Stadion pod Vrmcem
- Interactive map of Stadion pod Vrmcem
- Full name: Stadion pod Vrmcem
- Location: Kotor, Montenegro
- Coordinates: 42°25′13″N 18°45′54″E﻿ / ﻿42.420295°N 18.764979°E
- Owner: Municipality of Kotor
- Capacity: 425
- Surface: grass
- Field size: 110 x 70 m

Construction
- Built: 1922
- Renovated: 1960
- Expanded: 2004

Tenant
- FK Bokelj

= Stadion pod Vrmcem =

Football stadium in Kotor, Montenegro

Stadion Pod Vrmcem is a football stadium in Kotor, Montenegro. It is used mostly for football matches and is the home ground of FK Bokelj. The stadium holds 425 people.

==History==
The first football ground in Kotor was situated at Rakite suburb, near the Adriatic coast. At the same location, after 1945, a new ground was built. The stadium was renovated few times. It's situated near the beach in Bay of Kotor and it's the home ground of FK Bokelj. Except Bokelj's matches, at the Stadion pod Vrmcem, every year is playing final match of Nikša Bućin Cup, competition for Third League clubs from south Montenegro.

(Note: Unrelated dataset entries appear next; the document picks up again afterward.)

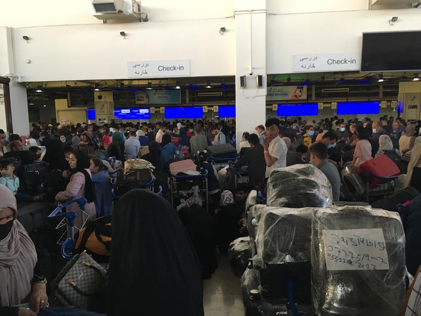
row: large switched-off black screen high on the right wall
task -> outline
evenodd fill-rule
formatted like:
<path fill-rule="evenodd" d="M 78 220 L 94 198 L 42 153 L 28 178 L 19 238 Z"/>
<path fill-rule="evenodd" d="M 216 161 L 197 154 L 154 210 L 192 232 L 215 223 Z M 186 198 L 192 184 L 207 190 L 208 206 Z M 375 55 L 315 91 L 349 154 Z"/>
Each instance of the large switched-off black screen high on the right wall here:
<path fill-rule="evenodd" d="M 362 34 L 361 71 L 421 69 L 421 31 Z"/>

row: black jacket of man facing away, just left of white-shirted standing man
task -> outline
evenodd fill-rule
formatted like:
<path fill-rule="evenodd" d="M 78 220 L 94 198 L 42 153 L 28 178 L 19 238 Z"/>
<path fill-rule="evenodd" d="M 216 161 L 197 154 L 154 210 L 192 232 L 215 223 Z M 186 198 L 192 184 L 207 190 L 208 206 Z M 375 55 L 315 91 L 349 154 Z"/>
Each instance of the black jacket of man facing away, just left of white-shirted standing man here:
<path fill-rule="evenodd" d="M 261 144 L 255 145 L 246 151 L 244 156 L 235 163 L 235 167 L 240 168 L 249 165 L 250 186 L 258 186 L 265 178 L 266 162 L 264 148 Z"/>

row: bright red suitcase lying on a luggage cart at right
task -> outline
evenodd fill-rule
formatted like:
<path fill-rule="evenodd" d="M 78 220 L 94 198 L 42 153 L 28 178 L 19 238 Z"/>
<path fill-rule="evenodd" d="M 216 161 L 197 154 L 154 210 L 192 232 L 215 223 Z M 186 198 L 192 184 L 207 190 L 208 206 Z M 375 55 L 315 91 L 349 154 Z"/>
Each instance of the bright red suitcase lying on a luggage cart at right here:
<path fill-rule="evenodd" d="M 396 166 L 393 160 L 386 155 L 368 160 L 361 164 L 359 168 L 363 173 L 371 173 L 379 177 L 394 177 L 400 175 L 398 166 Z M 384 180 L 375 177 L 372 178 L 372 181 L 376 185 L 380 185 L 385 182 Z"/>

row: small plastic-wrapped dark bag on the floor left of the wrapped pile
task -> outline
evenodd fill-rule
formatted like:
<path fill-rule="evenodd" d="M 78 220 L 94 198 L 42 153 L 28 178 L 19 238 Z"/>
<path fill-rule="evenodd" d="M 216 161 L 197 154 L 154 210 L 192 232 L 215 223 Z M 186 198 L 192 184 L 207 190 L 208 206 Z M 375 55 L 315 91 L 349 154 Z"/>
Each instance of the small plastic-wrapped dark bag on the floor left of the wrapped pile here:
<path fill-rule="evenodd" d="M 228 260 L 235 276 L 241 277 L 243 275 L 251 257 L 252 251 L 250 250 L 249 236 L 237 238 L 230 244 L 228 248 Z"/>

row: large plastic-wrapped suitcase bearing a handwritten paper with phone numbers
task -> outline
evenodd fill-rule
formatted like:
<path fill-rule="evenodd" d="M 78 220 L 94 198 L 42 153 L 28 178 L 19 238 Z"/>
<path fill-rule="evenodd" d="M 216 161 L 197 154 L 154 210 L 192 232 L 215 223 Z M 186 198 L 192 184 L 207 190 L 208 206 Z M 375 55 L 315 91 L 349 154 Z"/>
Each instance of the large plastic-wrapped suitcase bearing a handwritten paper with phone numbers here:
<path fill-rule="evenodd" d="M 405 300 L 405 235 L 395 212 L 315 211 L 312 293 L 316 315 L 398 315 Z"/>

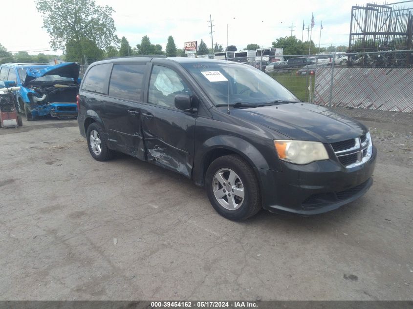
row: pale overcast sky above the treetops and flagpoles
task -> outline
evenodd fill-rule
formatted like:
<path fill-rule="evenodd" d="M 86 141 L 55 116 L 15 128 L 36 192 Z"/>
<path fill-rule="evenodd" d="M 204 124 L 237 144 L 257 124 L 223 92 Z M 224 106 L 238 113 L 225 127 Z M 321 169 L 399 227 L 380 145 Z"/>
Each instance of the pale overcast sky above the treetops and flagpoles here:
<path fill-rule="evenodd" d="M 3 1 L 2 1 L 3 2 Z M 209 16 L 212 15 L 214 43 L 222 46 L 228 43 L 243 49 L 248 43 L 264 47 L 279 37 L 289 36 L 293 23 L 293 35 L 301 40 L 303 20 L 305 27 L 314 13 L 315 26 L 312 39 L 318 46 L 320 24 L 323 21 L 321 46 L 348 45 L 351 6 L 368 1 L 355 0 L 95 0 L 98 5 L 112 6 L 116 13 L 113 19 L 119 38 L 125 36 L 131 46 L 139 43 L 144 35 L 153 44 L 161 44 L 165 49 L 169 35 L 177 48 L 183 48 L 185 41 L 202 39 L 211 47 Z M 17 5 L 18 4 L 18 5 Z M 43 21 L 37 12 L 34 0 L 4 1 L 1 4 L 1 21 L 6 30 L 2 31 L 0 43 L 9 51 L 26 50 L 37 54 L 50 49 L 50 38 L 42 28 Z M 304 31 L 304 41 L 307 32 Z M 43 51 L 53 54 L 53 51 Z"/>

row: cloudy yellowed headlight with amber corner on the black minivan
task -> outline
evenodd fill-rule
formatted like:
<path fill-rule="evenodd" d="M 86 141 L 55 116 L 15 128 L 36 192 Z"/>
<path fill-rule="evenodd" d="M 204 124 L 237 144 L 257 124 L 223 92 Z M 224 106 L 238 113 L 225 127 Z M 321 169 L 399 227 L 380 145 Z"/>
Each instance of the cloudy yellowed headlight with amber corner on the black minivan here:
<path fill-rule="evenodd" d="M 278 157 L 286 162 L 308 164 L 328 159 L 326 147 L 320 142 L 276 140 L 274 145 Z"/>

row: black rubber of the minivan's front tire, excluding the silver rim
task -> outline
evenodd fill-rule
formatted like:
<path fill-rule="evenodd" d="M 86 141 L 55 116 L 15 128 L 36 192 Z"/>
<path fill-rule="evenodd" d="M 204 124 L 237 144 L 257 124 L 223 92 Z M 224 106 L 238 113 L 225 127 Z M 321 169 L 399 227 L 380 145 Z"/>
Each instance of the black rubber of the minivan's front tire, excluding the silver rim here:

The stadium has one stand, with a capacity of 425 seats.

==Pitch and conditions==
The pitch measures 110 x 70 meters. The stadium didn't met UEFA criteria for European competitions. In addition to the main field is an auxiliary field with artificial grass that is used for competitions in the junior categories.